Contributing classy, propulsive accompaniment is a jazz quartet in black tie that can blow, beat, pound and pluck with panache (tenor sax Garner Thomas, drummer Kenny Sara, bassist Leroy Ball and pianist and musical director Lanny Hartley).
Jazz and blues are well-traveled legit territory. Denise Nichols unfurled a similar one-woman show in 1990 at the Westwood Playhouse and S. Epatha Merkeson brought us "Lady Day at Emerson's Bar & Grill" in '87 at the very same Richard Pryor Theatre (then called the Hollywood Playhouse).
Reaves, though, is a physical force, and bigger than any of the women she inhabits. Her spirit sweeps the stage, and when she first rumbles on (as herself), swaying those wide hips, she's sexy.
Little known on the West Coast, Reaves replaced Virginia Capers (who is producer of "Late Great") as Mama Younger in the Broadway musical "Raisin." Reaves has been reworking and refining "Late Great Ladies of Blues and Jazz" over a period of years, particularly in Europe.
Vocally, she might not have the range of the legends she portrays. What she does have and what gives this show its appeal is her dramatic luster. Reaves hates the term "imitation" and explains in a curtain call chat that what she does here is give "impressions," not clonelike copies.
Tautly directed by Rick Khan and continually simmering under the band's rhythmic impetus, Reaves slips in and out of different wigs and gorgeous, glittery, feather-laden dresses to set up her genuine transformation: her body language, the shift in her voice and her deceptive vocal inflections.
For instance, her segue to Billie Holiday, a characteristic white gardenia in her hair, mirrors the ashen singer in her bottomless despair and embraces the peculiar, impossible Holiday sound.

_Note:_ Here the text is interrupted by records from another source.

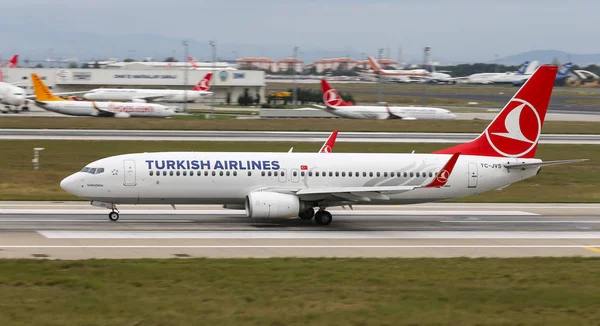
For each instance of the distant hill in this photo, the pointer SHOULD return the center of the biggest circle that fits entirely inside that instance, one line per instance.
(546, 56)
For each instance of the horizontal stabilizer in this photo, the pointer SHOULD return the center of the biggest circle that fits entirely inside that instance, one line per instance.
(540, 164)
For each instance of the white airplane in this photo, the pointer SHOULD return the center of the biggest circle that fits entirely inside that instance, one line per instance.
(287, 185)
(336, 105)
(46, 100)
(149, 95)
(12, 97)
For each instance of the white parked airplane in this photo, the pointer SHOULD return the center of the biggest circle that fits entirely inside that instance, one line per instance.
(336, 105)
(45, 99)
(150, 95)
(12, 97)
(286, 185)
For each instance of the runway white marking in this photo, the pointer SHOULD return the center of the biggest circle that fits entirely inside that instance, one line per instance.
(224, 212)
(305, 246)
(316, 235)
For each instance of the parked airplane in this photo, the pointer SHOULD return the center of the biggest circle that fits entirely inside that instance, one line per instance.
(11, 96)
(489, 77)
(45, 99)
(336, 105)
(285, 185)
(150, 95)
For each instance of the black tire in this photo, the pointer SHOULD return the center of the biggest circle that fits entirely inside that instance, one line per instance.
(323, 218)
(307, 214)
(113, 216)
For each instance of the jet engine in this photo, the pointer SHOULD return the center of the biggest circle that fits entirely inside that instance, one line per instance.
(272, 205)
(122, 115)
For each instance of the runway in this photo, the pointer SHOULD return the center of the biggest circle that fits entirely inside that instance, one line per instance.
(75, 230)
(284, 136)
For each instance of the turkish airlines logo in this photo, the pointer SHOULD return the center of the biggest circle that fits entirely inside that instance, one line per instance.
(516, 131)
(332, 98)
(443, 176)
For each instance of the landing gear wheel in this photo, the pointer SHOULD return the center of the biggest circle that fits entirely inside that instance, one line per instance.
(307, 214)
(323, 218)
(113, 216)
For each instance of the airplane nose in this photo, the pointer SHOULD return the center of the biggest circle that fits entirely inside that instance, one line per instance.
(69, 184)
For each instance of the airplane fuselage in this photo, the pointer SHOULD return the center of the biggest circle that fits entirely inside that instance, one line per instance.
(162, 95)
(227, 178)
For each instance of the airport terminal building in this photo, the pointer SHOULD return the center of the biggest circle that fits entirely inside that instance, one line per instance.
(225, 83)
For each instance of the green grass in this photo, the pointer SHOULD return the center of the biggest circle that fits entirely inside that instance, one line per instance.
(532, 291)
(198, 123)
(579, 182)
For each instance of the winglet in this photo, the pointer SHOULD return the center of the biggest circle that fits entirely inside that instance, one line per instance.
(42, 93)
(328, 146)
(443, 176)
(204, 84)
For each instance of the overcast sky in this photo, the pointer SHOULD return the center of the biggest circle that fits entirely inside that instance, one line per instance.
(468, 29)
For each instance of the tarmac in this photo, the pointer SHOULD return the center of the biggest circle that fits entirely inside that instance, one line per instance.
(75, 230)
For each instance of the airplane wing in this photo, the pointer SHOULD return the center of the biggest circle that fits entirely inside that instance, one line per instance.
(366, 194)
(540, 164)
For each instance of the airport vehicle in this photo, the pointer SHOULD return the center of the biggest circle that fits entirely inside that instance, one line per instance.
(150, 95)
(334, 104)
(11, 96)
(286, 185)
(46, 100)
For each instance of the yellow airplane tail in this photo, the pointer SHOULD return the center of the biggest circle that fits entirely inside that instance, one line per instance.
(42, 93)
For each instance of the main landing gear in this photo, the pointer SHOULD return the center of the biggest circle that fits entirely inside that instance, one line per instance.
(113, 216)
(322, 217)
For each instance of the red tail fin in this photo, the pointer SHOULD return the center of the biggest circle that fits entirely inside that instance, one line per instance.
(12, 63)
(328, 146)
(204, 84)
(193, 62)
(516, 130)
(442, 177)
(331, 98)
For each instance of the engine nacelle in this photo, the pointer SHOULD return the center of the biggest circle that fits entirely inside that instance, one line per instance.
(122, 115)
(272, 205)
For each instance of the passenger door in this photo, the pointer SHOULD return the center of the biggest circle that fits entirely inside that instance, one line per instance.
(129, 173)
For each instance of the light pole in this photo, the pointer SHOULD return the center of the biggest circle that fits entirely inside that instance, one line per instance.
(379, 97)
(185, 75)
(295, 93)
(213, 44)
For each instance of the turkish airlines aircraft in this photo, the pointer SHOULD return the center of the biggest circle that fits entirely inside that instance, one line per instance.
(12, 97)
(336, 105)
(45, 99)
(150, 95)
(286, 185)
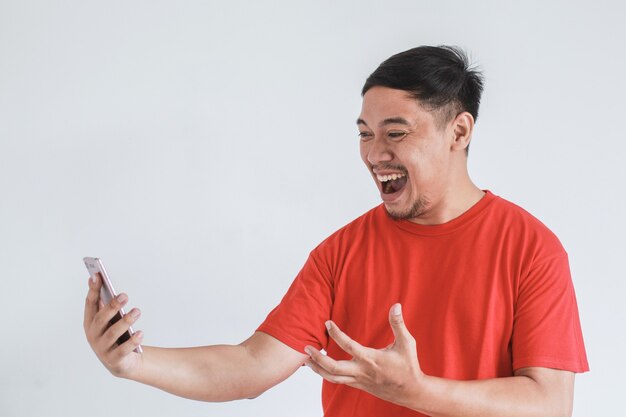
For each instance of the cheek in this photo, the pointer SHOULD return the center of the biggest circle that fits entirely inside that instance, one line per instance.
(363, 150)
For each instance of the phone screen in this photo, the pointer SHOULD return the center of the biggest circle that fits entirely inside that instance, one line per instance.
(107, 293)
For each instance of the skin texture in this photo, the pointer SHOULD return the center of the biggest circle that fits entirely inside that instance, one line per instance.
(398, 136)
(393, 374)
(396, 131)
(207, 373)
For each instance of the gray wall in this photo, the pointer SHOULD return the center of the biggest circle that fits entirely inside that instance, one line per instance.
(202, 149)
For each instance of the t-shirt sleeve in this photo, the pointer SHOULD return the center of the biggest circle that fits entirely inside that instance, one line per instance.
(546, 328)
(299, 319)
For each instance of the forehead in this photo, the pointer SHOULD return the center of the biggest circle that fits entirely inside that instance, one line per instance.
(383, 103)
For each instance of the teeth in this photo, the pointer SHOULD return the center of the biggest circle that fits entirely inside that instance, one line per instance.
(385, 178)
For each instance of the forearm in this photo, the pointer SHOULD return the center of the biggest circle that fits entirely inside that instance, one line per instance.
(523, 395)
(219, 373)
(208, 373)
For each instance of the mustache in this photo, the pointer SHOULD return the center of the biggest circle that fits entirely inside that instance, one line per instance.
(390, 167)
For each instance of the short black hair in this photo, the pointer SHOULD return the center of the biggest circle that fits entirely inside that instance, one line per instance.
(439, 77)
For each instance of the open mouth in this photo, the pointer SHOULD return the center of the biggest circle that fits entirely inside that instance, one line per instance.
(392, 183)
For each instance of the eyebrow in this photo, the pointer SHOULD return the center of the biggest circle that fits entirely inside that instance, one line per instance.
(388, 121)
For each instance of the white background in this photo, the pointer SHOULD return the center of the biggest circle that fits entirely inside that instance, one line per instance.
(202, 149)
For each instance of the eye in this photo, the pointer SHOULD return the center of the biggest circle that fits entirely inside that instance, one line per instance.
(397, 135)
(365, 135)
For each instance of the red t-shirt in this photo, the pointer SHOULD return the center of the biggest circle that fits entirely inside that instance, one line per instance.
(484, 294)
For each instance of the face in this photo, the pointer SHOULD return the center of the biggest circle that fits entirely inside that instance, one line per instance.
(407, 150)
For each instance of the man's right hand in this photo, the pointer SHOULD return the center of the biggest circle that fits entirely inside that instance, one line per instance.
(120, 360)
(206, 373)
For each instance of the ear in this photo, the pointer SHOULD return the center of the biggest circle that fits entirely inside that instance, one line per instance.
(462, 128)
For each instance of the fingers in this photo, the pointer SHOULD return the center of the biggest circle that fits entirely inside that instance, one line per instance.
(129, 346)
(343, 340)
(398, 327)
(337, 379)
(113, 333)
(329, 366)
(102, 319)
(92, 300)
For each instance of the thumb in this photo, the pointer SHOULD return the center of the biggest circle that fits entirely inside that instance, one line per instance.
(400, 332)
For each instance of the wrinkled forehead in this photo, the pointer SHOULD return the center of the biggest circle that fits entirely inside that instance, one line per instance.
(383, 106)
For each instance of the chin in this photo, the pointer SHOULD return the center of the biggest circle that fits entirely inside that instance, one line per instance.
(411, 211)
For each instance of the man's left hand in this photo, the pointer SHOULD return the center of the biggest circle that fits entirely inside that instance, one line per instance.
(392, 373)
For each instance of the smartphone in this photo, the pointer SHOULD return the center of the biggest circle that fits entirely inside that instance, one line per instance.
(107, 293)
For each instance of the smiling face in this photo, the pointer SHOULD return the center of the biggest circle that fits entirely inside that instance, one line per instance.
(415, 159)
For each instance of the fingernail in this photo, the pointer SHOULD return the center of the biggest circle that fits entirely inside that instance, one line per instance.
(396, 310)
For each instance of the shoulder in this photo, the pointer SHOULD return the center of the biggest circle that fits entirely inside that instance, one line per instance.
(356, 231)
(524, 227)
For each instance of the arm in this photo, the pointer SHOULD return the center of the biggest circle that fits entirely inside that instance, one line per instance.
(208, 373)
(394, 375)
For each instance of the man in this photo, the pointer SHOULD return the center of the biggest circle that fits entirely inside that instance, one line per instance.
(443, 301)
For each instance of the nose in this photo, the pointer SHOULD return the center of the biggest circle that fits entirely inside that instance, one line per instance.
(377, 150)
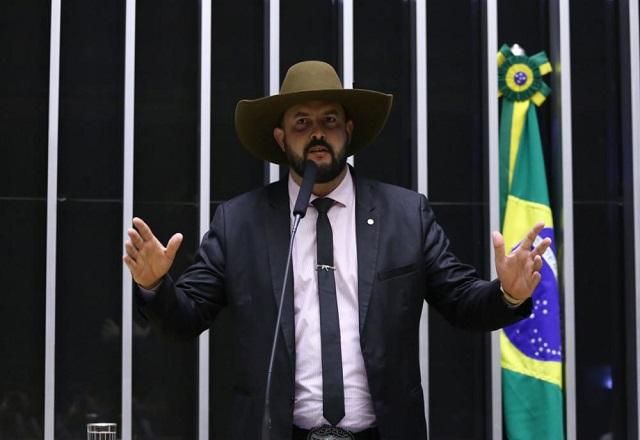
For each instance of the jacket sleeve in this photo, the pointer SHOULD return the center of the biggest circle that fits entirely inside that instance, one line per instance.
(185, 308)
(456, 290)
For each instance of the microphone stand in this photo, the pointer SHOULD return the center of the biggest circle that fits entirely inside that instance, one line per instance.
(299, 211)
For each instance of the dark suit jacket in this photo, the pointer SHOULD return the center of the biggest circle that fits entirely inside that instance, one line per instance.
(403, 259)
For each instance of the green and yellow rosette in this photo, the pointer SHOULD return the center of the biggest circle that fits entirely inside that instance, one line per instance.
(532, 356)
(520, 76)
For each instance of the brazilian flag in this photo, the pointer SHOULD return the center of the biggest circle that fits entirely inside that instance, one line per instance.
(532, 388)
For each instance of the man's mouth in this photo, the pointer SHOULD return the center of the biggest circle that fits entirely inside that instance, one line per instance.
(318, 149)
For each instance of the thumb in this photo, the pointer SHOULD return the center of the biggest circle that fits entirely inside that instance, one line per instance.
(173, 245)
(498, 246)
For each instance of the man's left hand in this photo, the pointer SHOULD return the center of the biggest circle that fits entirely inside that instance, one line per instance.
(519, 272)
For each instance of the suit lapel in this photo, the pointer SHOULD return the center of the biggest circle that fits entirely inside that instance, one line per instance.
(367, 244)
(278, 234)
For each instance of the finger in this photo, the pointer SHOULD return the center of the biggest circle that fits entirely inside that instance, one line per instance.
(130, 262)
(535, 280)
(498, 246)
(132, 252)
(173, 245)
(542, 246)
(136, 240)
(531, 236)
(537, 263)
(143, 229)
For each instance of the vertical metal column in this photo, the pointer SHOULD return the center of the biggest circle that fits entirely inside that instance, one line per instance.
(347, 49)
(634, 64)
(491, 129)
(422, 171)
(562, 157)
(52, 223)
(127, 214)
(274, 66)
(205, 200)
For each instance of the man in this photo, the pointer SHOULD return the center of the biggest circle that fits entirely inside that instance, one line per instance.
(365, 258)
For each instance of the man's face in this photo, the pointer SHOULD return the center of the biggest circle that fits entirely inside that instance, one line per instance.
(318, 131)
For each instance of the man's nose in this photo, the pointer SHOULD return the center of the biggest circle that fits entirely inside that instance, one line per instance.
(317, 132)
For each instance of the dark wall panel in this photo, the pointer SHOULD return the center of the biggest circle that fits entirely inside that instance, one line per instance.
(457, 173)
(24, 95)
(88, 316)
(166, 185)
(237, 73)
(383, 61)
(309, 30)
(233, 169)
(24, 88)
(598, 212)
(88, 272)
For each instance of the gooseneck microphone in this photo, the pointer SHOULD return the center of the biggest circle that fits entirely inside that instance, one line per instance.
(299, 211)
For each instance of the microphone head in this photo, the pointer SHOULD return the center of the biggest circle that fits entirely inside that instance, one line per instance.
(308, 179)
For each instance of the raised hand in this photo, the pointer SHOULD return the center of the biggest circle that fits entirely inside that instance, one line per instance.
(147, 259)
(519, 272)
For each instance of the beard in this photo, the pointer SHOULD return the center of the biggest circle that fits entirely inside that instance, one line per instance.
(326, 172)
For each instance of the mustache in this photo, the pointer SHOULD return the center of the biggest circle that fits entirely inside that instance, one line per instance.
(316, 143)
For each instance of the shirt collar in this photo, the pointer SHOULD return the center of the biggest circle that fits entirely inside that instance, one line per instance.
(343, 194)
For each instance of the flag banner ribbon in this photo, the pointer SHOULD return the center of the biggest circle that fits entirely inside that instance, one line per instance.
(531, 349)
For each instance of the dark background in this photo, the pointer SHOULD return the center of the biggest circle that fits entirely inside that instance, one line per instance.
(90, 168)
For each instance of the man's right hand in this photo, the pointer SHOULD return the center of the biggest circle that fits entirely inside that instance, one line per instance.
(147, 259)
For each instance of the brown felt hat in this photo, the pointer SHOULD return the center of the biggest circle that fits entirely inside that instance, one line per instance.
(309, 81)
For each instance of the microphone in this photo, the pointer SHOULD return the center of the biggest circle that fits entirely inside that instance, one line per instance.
(299, 211)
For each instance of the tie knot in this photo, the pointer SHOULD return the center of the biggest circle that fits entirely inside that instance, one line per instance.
(323, 205)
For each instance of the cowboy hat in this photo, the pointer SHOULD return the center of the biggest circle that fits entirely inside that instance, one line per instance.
(309, 81)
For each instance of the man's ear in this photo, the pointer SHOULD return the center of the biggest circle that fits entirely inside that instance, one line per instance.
(278, 135)
(349, 129)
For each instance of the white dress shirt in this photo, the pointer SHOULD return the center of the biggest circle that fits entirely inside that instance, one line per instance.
(307, 409)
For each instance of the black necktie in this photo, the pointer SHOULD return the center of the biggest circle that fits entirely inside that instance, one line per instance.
(332, 385)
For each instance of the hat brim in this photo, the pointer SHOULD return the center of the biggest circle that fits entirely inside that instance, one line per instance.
(256, 119)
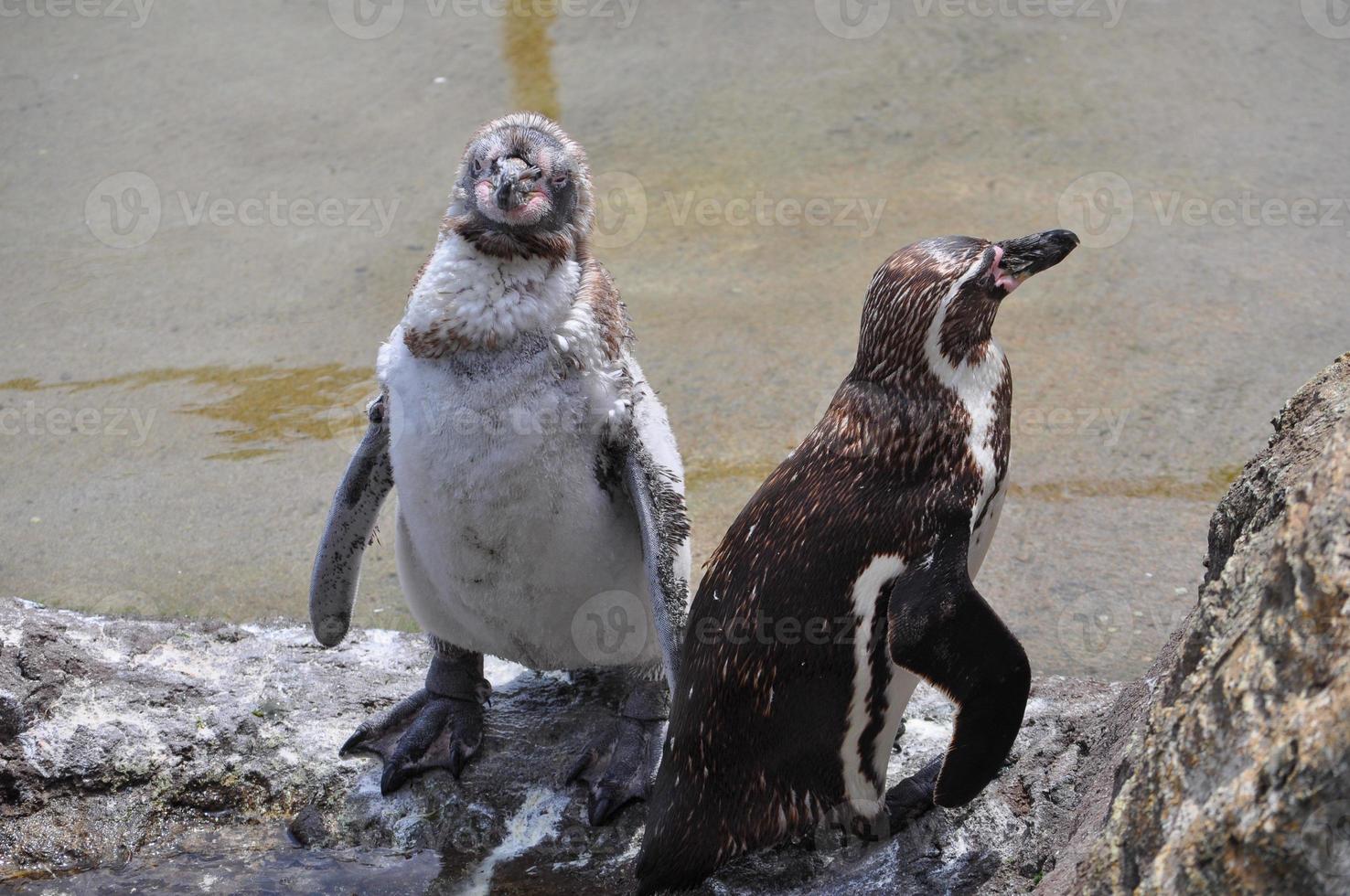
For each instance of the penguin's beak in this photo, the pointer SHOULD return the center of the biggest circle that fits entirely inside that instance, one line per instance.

Holiday's doing a gig in a lounge, etching the drugs, pain and men in her life between numbers. But her selections ("Them There Eyes,""God Bless the Child" among them) tremulously fight above the hurt in arguably Reaves' finest interpretation.
Musical director, Lanny Hartley; set design, Tony Neely; costumes, Michael Hannah; lighting, David Obele; sound, Joel Rogers, Don Tittle. Opened, reviewed June 23, 1994; runs indefinitely.